Connie couldn’t help but laugh. The relief of something trivial and light after a day of turmoil. She told him that Farmer Finch had given them to her. In fact, they got most of their meat and eggs from the farm, with Freddie Finch ensuring that all his girls were well-fed and watered, ‘top ups’ to their government-approved rations.
“I wonder if we should be making such liberal use of the farm, though,” Henry finished.
Connie would have suspected that Henry’s discussion about the morality of rationing with the three old witches might have prompted this, but the truth was she had heard rumbles of this argument before. Should they be given special treatment in the form of extra food when the majority of people adhered to strict rationing? Henry was a fair-minded man who believed in equal treatment during times of war and this preferential treatment clearly made him feel uncomfortable. Especially when some of his sermons were rallying cries to abandon the black market and make do with what you were given.
“Perk of working on a farm, innit?” Connie said, eager to close the conversation down. She was too tired to have this debate tonight. Too tired for any more friction. The last thing she wanted was to be talking about sausages after what she’d been through.
“I know, but-” Henry squirmed slightly. “And don’t think I’m not grateful, but I just think that any extra we get, we should perhaps get by our own means.”
Connie asked what he meant by that. “What, hunt for sausages ourselves? You do know they don’t roam around like that in the wild.”
Henry laughed, despite himself.
“I just meant that if we, say, caught a rabbit ourselves then it’s an extra bounty from the Lord.
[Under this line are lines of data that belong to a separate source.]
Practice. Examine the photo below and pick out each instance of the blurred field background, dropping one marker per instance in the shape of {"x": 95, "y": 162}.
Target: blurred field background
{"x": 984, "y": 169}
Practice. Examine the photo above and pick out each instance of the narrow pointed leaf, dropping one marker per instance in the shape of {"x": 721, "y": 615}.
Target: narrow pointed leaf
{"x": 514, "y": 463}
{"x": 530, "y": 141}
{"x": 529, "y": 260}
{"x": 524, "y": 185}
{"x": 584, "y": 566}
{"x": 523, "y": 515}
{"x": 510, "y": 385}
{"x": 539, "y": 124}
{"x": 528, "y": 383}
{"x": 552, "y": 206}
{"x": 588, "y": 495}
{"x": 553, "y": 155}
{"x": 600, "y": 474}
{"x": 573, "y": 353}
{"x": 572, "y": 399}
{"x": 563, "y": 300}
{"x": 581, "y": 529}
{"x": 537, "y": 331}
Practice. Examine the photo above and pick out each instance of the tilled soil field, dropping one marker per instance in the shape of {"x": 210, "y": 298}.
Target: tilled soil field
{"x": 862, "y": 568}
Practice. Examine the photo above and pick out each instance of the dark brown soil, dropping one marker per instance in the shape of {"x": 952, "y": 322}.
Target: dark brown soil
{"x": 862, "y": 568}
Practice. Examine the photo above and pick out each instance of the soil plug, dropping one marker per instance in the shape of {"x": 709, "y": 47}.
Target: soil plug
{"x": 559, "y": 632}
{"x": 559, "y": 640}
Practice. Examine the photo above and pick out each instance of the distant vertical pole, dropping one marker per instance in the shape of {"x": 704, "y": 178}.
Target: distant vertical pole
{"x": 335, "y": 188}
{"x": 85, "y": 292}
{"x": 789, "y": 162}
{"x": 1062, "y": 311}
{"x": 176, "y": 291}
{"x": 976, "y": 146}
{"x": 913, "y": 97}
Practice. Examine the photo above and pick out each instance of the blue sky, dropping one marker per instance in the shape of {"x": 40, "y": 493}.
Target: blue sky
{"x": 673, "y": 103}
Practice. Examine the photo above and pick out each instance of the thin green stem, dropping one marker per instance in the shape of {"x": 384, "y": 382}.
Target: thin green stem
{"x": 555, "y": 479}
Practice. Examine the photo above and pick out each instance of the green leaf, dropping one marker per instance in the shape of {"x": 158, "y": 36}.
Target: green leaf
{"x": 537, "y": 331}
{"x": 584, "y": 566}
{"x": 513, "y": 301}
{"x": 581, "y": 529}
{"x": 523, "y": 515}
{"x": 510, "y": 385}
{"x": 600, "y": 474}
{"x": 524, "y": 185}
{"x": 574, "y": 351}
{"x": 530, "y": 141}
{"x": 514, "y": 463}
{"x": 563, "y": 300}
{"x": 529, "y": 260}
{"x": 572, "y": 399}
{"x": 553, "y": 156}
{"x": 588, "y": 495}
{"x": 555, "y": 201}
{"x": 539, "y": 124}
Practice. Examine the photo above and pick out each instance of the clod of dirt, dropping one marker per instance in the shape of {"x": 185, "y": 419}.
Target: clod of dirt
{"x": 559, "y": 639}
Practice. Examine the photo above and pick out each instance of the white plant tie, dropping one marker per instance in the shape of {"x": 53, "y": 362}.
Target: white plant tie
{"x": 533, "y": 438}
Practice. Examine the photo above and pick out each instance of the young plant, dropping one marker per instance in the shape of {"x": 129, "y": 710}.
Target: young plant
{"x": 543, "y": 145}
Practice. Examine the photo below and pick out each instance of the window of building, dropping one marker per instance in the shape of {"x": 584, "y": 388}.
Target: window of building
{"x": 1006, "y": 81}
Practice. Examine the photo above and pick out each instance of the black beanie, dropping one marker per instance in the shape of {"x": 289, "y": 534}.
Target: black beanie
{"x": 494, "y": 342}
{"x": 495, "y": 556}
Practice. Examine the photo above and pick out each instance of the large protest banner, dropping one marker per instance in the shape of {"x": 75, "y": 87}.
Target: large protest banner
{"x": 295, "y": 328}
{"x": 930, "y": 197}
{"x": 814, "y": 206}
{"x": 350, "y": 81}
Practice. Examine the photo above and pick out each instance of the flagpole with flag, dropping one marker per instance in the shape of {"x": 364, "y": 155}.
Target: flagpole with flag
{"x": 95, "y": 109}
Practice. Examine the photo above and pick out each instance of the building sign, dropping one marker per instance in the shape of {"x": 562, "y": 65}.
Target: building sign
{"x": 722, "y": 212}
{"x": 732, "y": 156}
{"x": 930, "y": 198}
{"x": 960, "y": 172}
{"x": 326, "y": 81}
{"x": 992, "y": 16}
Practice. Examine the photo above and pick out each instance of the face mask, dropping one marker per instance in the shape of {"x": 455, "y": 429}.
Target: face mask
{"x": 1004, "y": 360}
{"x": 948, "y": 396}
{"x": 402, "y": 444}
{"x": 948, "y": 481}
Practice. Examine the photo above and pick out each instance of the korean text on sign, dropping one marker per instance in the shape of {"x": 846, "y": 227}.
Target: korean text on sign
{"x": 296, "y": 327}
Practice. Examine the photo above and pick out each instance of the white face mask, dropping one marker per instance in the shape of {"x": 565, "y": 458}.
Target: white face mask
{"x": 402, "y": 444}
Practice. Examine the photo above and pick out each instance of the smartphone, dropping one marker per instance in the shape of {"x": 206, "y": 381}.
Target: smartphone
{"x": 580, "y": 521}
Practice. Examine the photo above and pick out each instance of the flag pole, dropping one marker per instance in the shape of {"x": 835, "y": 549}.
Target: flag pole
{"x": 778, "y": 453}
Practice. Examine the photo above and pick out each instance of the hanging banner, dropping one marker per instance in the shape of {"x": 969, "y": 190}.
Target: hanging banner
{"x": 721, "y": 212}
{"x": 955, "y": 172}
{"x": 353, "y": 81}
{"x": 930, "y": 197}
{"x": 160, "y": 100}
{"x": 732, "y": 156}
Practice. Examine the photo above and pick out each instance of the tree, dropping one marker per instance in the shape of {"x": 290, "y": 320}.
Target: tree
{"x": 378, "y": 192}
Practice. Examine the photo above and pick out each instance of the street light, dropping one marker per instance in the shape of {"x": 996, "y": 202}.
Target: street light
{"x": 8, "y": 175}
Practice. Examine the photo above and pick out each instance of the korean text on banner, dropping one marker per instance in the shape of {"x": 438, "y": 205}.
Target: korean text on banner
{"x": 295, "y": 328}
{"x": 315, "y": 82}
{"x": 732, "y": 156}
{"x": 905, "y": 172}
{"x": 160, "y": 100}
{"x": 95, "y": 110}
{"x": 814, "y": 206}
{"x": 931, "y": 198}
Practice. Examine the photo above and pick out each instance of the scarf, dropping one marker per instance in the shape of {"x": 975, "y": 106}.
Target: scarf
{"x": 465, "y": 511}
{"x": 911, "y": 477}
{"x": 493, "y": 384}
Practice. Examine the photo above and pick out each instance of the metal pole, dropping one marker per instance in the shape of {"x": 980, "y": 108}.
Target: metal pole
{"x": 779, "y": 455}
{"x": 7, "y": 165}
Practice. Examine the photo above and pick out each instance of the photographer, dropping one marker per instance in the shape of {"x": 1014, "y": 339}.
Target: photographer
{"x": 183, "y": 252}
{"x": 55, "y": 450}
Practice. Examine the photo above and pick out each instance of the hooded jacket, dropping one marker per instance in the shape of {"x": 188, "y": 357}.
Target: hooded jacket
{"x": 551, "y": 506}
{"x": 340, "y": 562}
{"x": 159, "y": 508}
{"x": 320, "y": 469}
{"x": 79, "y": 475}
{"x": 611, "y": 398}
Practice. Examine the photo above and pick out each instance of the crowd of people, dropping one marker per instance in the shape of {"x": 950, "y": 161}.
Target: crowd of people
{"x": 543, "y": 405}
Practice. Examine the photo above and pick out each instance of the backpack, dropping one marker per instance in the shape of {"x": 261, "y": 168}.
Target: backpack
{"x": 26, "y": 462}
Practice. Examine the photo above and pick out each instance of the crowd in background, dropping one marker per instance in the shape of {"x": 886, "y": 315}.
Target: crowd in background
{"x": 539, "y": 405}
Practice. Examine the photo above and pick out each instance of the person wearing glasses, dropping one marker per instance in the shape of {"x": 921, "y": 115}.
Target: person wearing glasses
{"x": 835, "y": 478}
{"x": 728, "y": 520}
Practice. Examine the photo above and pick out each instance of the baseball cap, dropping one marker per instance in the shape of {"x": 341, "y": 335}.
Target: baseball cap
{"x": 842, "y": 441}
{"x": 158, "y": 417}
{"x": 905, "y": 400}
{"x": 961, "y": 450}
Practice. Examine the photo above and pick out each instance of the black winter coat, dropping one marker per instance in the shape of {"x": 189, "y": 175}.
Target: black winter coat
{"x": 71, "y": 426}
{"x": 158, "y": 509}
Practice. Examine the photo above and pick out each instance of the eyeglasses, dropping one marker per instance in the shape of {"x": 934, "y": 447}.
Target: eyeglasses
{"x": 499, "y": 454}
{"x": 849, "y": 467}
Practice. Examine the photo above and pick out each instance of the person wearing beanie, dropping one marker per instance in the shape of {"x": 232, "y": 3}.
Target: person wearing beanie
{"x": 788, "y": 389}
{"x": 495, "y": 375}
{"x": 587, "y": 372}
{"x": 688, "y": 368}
I wouldn’t feel guilty about that.”
“I ain’t got time to catch any rabbits, what with digging ditches all day,” Connie said, clearing the plates. “And you wouldn’t have the first idea what to do.”
“You don’t think I could catch one?” Henry asked.
Connie regretted saying it. It had slipped out before she could stop it. The perils of having an easy mouth and a tired brain. And now, he was glaring at her again. Well done, Connie. First she’d shown him up in the community and now she was emasculating him. Just when things had quietened down again. “Sorry, I didn’t mean-”
“You jolly well did. But I could indeed.”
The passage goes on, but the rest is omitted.